Second of all, fuck, man. What is it about cars in this city that depriving them access to 500 or so metres of asphalt is comparable to a long forced march through institutions of cultural revolution or some such faux-communist torture?
And on the eve of the first anniversary of the convoy that caused that stretch of road to be off-limits to motor vehicles, the message couldn’t have been clearer. It screams this: We don’t care how residents of Centretown feel about the violence they endured for weeks on end. We’re going to allow traffic to flow once more because dammit, we can’t keep asking motorists to make a 150-metre detour twice a year.

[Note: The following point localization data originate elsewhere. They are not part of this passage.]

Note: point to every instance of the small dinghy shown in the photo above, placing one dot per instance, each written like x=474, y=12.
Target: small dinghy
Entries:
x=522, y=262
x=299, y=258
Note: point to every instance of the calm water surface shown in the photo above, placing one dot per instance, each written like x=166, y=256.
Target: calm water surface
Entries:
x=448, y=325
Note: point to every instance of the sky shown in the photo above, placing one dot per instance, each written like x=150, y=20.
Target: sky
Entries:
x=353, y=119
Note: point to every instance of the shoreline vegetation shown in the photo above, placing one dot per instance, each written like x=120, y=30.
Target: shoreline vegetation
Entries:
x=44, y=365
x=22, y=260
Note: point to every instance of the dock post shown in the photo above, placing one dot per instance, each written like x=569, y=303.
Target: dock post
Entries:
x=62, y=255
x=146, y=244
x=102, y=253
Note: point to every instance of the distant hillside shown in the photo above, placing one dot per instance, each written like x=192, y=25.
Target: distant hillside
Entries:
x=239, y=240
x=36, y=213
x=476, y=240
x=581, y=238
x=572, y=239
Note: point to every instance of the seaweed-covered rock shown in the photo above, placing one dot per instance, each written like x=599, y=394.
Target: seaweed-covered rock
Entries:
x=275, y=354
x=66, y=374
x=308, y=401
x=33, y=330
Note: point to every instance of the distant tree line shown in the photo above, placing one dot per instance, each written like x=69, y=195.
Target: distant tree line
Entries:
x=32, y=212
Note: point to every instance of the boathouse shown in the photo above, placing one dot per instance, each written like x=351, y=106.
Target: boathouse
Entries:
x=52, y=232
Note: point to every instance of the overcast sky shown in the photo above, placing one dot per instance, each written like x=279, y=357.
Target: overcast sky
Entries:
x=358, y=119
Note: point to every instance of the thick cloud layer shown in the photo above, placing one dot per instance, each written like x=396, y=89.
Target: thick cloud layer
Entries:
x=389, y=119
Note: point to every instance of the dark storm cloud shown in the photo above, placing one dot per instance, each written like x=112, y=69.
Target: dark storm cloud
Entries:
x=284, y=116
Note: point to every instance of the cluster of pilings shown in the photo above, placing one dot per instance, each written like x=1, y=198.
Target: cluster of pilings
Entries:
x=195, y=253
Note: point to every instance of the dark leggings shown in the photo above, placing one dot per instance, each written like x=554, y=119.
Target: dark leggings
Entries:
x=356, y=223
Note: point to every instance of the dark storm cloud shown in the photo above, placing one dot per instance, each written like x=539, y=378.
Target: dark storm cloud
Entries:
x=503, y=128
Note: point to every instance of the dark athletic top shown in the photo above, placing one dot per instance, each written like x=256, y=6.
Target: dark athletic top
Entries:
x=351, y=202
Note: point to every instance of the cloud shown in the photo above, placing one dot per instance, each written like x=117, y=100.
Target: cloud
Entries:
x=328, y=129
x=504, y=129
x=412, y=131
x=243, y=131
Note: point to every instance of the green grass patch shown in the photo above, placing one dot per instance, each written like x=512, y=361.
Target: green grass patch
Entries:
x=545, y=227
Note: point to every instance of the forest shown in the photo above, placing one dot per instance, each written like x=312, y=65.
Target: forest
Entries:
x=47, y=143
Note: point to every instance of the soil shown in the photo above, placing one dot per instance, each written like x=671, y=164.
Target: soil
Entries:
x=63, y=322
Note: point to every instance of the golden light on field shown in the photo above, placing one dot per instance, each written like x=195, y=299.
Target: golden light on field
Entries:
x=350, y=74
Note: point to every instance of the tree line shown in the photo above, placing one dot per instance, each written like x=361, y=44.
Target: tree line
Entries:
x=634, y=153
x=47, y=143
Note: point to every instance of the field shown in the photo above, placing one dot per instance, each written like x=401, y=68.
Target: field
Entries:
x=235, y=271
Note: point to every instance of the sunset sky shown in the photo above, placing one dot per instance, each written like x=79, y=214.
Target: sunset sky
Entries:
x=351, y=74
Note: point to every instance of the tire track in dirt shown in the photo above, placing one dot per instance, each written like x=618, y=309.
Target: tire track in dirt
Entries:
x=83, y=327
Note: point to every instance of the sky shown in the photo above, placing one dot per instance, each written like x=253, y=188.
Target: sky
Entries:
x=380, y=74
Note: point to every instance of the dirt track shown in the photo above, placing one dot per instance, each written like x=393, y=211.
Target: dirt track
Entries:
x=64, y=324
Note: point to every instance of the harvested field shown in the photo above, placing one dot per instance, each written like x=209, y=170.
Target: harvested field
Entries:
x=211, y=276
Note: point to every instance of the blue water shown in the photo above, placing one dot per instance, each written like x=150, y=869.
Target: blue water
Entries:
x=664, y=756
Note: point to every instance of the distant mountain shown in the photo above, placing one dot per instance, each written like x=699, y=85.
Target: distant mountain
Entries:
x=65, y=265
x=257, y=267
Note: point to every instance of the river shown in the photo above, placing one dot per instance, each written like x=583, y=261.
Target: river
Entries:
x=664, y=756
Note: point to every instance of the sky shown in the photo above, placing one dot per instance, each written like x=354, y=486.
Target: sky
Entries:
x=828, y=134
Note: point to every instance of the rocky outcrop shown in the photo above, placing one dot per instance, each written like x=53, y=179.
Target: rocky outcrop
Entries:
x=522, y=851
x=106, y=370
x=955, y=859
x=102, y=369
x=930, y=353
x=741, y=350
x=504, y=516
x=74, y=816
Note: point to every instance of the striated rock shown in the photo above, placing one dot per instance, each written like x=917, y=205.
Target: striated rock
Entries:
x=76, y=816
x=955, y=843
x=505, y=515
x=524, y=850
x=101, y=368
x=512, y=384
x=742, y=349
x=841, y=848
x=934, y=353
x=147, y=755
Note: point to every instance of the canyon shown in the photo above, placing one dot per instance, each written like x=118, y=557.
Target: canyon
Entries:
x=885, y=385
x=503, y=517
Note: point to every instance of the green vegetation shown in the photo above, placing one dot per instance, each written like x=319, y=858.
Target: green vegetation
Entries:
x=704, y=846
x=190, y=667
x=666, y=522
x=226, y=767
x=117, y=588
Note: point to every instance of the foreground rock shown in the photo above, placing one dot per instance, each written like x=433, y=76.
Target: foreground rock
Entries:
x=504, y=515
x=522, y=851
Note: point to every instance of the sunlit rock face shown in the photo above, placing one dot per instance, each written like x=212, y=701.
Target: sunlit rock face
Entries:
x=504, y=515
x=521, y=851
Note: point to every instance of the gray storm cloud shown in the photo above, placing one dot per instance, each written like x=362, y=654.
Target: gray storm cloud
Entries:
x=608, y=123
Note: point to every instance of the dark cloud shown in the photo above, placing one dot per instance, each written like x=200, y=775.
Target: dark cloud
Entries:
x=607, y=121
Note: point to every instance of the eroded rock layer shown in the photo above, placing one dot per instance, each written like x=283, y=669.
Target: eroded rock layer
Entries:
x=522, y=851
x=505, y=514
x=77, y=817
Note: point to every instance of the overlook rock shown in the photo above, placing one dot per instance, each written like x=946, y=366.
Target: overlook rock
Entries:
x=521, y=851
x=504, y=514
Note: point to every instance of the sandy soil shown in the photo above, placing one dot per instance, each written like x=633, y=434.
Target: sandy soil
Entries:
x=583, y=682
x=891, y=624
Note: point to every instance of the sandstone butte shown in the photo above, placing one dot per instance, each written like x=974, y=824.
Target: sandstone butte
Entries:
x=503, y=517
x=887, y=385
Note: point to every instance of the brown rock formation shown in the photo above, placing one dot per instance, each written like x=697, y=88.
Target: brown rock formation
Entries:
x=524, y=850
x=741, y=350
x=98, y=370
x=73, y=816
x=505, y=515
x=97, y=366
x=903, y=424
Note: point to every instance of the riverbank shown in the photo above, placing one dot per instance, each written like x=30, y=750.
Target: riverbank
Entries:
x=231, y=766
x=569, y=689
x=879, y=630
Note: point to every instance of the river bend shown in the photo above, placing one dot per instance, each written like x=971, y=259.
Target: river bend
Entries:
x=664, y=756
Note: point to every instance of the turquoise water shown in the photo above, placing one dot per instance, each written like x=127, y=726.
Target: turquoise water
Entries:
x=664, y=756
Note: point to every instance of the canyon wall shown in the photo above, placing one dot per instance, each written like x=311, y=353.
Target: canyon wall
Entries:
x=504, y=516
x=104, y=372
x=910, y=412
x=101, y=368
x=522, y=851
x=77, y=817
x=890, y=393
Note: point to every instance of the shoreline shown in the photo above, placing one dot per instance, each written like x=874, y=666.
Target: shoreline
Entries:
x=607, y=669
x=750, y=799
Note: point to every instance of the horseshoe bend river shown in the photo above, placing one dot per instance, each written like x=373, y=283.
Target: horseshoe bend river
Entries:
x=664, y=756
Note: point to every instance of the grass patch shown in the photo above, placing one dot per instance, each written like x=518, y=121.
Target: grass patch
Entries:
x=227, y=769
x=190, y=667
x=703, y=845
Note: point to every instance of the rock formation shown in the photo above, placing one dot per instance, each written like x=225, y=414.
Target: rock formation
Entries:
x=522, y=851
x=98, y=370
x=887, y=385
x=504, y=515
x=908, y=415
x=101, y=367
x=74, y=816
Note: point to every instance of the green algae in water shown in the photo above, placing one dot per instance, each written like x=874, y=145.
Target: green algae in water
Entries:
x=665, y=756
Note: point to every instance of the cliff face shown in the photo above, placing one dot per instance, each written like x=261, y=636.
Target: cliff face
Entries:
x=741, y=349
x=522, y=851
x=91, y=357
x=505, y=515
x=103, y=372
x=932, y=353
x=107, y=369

That’s inhumane, vous comprenez?
I’ll grant one thing to the pro-cars-all-the-time-everywhere crowd. That stretch of Wellington wasn’t especially full of happy pedestrians and cyclists while it was busy being mostly devoid of vehicular traffic except for the exceptions.
That’s because we didn’t try to make it attractive to humans. Other than feebly block access to cars, we did precisely bugger-all to make the space something people would want to flock to. It’s like we deliberately set ourselves up for failure so we’d have no choice but to bring back cars because hell, we tried nothing and it didn’t work let’s hurry back to what we’re used to.
It’s like the argument according to which we shouldn’t plow bike lanes in the winter because nobody bikes when it’s cold except of course for all the cyclists biking through snow whose existence keeps being denied by those who’d rather they’d just disappear already.
None so blind as those who poke their eyes out to avoid seeing.
Downtown Ottawa is a sad patch of empty lack-of-fun because we keep making the wrong decisions. Even the much-vaunted Elgin Street redesign is a flop, because instead of going whole-hog on the streets-for-people model, we compromised (evil, evil word) by allowing cars to zigzag through ineffective traffic calming measures on their way to an artificially cheap parking spot.
Have you tried biking down there? It’s a nightmare. The only place that feels safe as a cyclist is on the sidewalk, which is terribly unfair to pedestrians. And also illegal.
Ottawa is full of lovely people who know exactly what makes a city vibrant and fun and human-scale and welcoming and cool. But for some reason we keep electing representatives who insist, infuriatingly, on making one wrong move after the next, either because they’re afraid of doing anything that hasn’t been done before or — well, actually, I think that’s it. The only way council ever considers doing something a tiny wee bit different is as part of a pilot project that never gets past that stage no matter how successful it is.
We’re afraid of even trying to be successful at being human and friendly. We can’t seem to find the guts needed to tell drivers, yes, tough, you’re going to have to make a detour of several dozen metres while comfortably sitting in your climate-controlled metal box because prime real estate in this town is reserved for human beings, not cars.
It keeps happening, over and over and over again. And I cannot understand why we insist on not trying to be less predictably awful.